Before I can finish the overall evaluation, here are the results of my last trial, an iteration of the bag-of-tags accuracy tests I’ve been doing, this time with LingPipe. Note, though, that the section below on tagset conversion and this bag-of-tags approach is probably more interesting than the specific LingPipe results (and there are nice summary graphs of the whole shebang down there, too!).
- ‘abx’ = pre-quantifier, e.g., “both.” These are usually ‘dt’ in the reference data, but about 30% ‘av’. Adjusted as such in the figures below.

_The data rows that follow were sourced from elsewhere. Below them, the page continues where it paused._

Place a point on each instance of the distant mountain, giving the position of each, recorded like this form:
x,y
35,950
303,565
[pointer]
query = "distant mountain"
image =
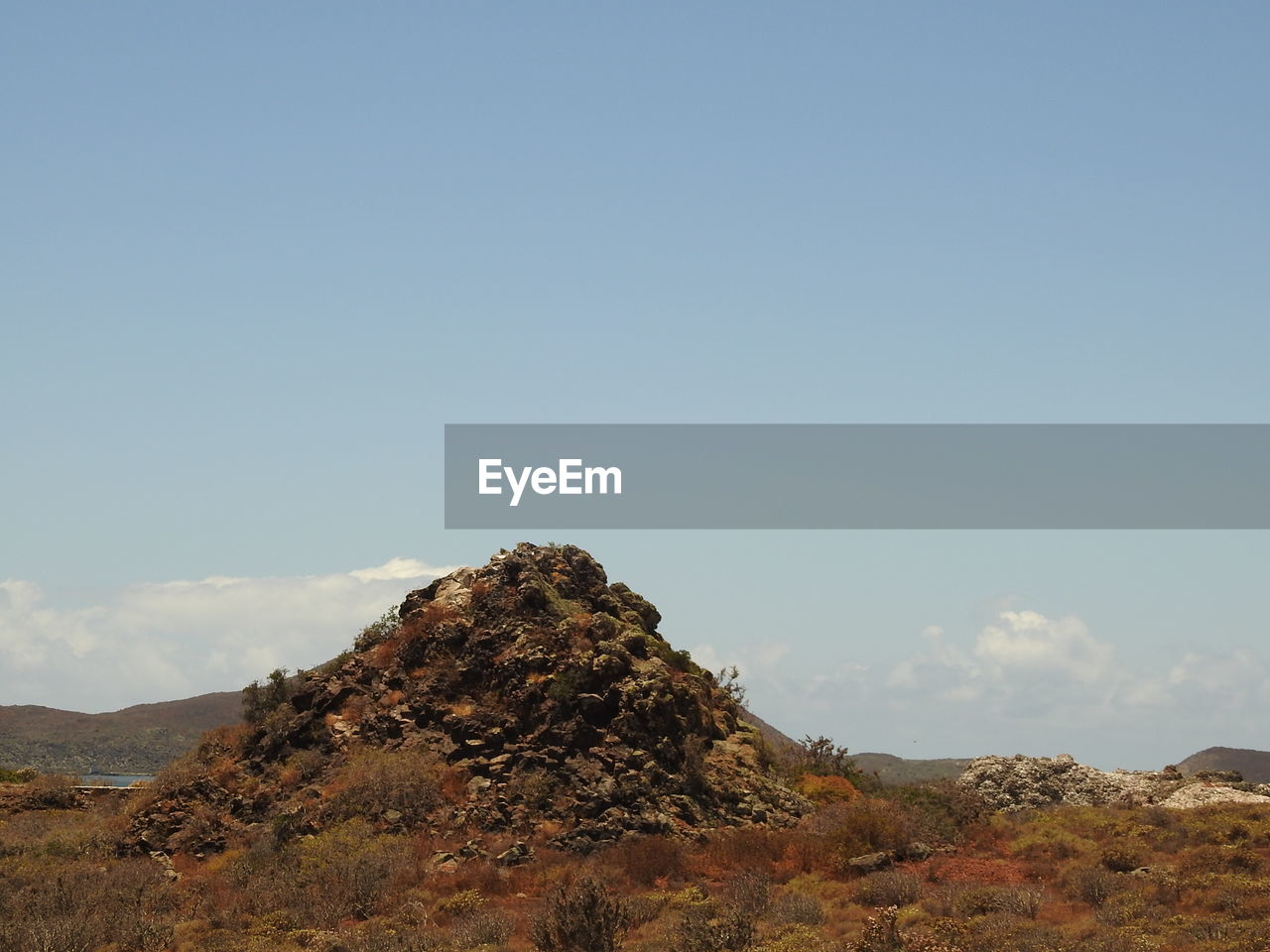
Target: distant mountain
x,y
1254,765
139,739
898,770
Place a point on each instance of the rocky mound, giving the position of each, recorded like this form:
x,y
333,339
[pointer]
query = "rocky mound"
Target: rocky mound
x,y
1021,782
525,696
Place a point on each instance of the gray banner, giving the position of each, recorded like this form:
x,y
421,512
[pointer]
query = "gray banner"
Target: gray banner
x,y
867,476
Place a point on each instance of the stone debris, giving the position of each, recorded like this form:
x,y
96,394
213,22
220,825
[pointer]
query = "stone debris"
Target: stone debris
x,y
1023,782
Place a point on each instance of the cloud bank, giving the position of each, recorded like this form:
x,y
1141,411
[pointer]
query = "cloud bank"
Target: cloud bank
x,y
1020,683
157,642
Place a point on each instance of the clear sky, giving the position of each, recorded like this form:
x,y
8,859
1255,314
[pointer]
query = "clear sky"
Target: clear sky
x,y
257,254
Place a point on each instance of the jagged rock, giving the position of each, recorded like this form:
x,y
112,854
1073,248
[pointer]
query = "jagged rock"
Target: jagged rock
x,y
916,851
544,690
1202,794
517,855
871,862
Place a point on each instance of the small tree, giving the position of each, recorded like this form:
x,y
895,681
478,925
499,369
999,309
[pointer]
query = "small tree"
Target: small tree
x,y
259,699
581,916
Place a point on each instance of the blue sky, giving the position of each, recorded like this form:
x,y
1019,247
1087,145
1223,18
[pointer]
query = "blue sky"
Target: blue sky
x,y
258,254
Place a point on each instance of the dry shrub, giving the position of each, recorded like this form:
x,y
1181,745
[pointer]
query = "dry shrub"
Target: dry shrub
x,y
580,916
985,900
648,861
858,826
890,888
375,780
748,848
1216,860
1089,884
797,909
1120,860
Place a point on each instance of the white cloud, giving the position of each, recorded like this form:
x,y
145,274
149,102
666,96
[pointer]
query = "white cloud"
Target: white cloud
x,y
155,642
1029,640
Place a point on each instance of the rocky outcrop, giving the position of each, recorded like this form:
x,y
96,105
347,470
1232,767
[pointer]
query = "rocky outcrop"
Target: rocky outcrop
x,y
536,696
1021,782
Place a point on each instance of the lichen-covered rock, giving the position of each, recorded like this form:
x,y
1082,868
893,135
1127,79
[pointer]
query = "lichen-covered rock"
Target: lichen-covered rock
x,y
1021,782
543,694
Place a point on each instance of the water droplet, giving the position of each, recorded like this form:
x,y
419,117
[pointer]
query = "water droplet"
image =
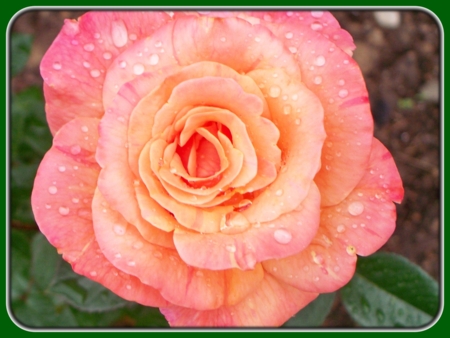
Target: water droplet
x,y
57,65
138,69
231,248
64,211
351,250
316,26
316,14
320,61
95,73
282,236
52,190
287,109
343,93
119,229
119,33
274,91
355,208
75,150
88,47
318,80
154,59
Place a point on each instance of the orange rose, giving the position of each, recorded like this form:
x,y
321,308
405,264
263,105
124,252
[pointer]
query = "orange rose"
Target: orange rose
x,y
220,166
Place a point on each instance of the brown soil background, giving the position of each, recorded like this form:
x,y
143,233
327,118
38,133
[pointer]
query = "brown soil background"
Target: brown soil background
x,y
399,66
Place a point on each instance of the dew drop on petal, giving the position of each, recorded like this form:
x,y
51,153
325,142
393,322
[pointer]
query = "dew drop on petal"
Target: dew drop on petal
x,y
64,211
320,61
343,93
57,65
138,69
75,150
95,73
318,80
282,236
274,91
231,248
287,109
119,33
355,208
351,250
88,47
316,26
316,14
118,229
154,59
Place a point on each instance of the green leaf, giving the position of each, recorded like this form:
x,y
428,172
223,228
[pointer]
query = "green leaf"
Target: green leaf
x,y
390,291
39,310
20,51
314,314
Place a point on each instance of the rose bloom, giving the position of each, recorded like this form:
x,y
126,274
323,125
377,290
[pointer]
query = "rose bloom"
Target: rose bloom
x,y
220,166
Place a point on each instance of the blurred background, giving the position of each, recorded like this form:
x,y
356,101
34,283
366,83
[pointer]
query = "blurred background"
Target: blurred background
x,y
399,55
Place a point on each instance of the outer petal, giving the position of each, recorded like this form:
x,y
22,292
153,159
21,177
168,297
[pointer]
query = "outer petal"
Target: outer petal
x,y
255,310
285,236
61,202
360,224
74,67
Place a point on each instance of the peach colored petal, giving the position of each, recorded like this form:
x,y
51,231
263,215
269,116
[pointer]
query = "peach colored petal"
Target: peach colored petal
x,y
154,265
74,67
298,115
322,22
222,40
202,220
255,311
61,202
366,218
112,156
284,236
336,80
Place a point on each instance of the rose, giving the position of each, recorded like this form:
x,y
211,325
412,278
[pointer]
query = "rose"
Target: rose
x,y
220,166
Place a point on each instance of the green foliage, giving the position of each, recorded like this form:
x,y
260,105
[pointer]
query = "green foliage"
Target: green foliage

- ‘ap’ = post-determiner, e.g., “many, most, next, last, other, few,” etc. These are complicated; they’re predominantly ‘dt’ (34%), ‘jj’ (22%), ‘nn’ (13%), and ‘nu’ (29%) in the reference data (the other 3% being various other tags). But of course it’s hard to know exactly how much confidence to place in such estimates, absent a line-by-line comparison of all 24,000+ cases. Figures below are nevertheless adjusted according to these percentages.
- ‘ap$’ = possessive post-determiner. There aren’t very many of these, and they’re mostly attached to tokenization errors. Ignored entirely.
- ‘tl’ = words in titles. This is supposed to be a tag-modifying suffix to indicate that the token occurs in a title (see also ‘-hl’ for headlines and ‘-nc’ for citations, but LingPipe uses the ‘tl’ tag alone. Split 50/50 between nouns and punctuation, since those dominate the tokens thus tagged, but this is a kludge.
- ‘to’ = the word “to.” Translated as ‘pc’ = participle, but is also sometimes (~43%) ‘pp’ = preposition in the reference data. Adjusted below.
- LingPipe doesn’t use the ‘fw’ (foreign word) or ‘sy’ (symbol) tags
Table 1: POS frequency in reference data and LingPipe’s output
POS Ref Test Ref % Test % Diff Err % av* 213765 228285 5.551 5.718 0.167 3.0 cc 243720 231708 6.329 5.804 -0.525 -8.3 dt* 313671 310143 8.145 7.769 -0.377 -4.6 fw 4117 0.107 -0.107 jj* 210224 203683 5.459 5.102 -0.357 -6.5 nn* 565304 596960 14.680 14.954 0.274 1.9 np 91933 118115 2.387 2.959 0.571 23.9 nu* 24440 38856 0.635 0.973 0.339 53.4 pc* 54518 35098 1.416 0.879 -0.537 -37.9 pp* 323212 356411 8.393 8.928 0.535 6.4 pr 422442 430172 10.970 10.776 -0.194 -1.8 pu* 632749 605152 16.431 15.159 -1.273 -7.7 sy 318 0.008 -0.008 uh 19492 35471 0.506 0.889 0.382 75.5 vb 666095 664957 17.297 16.657 -0.640 -3.7 wh 40162 70998 1.043 1.778 0.736 70.5 xx 24544 23825 0.637 0.597 -0.041 -6.4 zz 167 42272 0.004 1.059 1.055 Tot 3850873 3992106
* Tag counts to which adjustments have been applied (see above)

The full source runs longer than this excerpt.